About Me

The tradition of painting door and window screens for began in 1913 in Baltimore when a Czechoslovakian immigrant painted a screen to shade the fruit at his corner grocery store. By the 1930s, almost 100,000 painted screens were decorating East Baltimore row homes. It’s estimated there are less than 3,000 painted screens in use today and the art is practiced by less than a dozen artists.

Growing up in Baltimore, I was aware of this art and its usefulness in providing privacy for row home owners. Longing for my hometown while living outside of the area, I taught myself this art in 1998.

My style of screens are far from traditional style. With the a 20 year career in the darkroom of The Walters Art Museum, daily viewing of the Great Masters influenced in my personal take on the usually simple style of painted door and window screens.

My screen paintings range in sizes as small as 4” to as large as 6’. Painting in 2D has given me an opportunity to showcase my work in gallery settings. Wanting to add a 3D aspect to my art, I combined my leisure skills in costuming with my painting talents and created wearable art. With fiberglass screen as my canvas I’ve made gowns, dresses, corsets, aprons and costumes.

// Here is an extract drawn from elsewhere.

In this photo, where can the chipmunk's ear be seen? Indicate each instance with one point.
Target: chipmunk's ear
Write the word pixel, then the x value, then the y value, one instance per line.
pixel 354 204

My career is my art and working with art. When I am
not painting, or creating costumes, I continue with my photography skills in scanning, archiving and taking photos. 
I remain in museums with exhibition  work at The American Visionary Art Museum.
I’ve had 3 exhibits entirely of my work and have been a part of about one show per month for the past 3 years. No awards to speak of other than having been tagged with the title of “The Bad Girl of Screen Painting.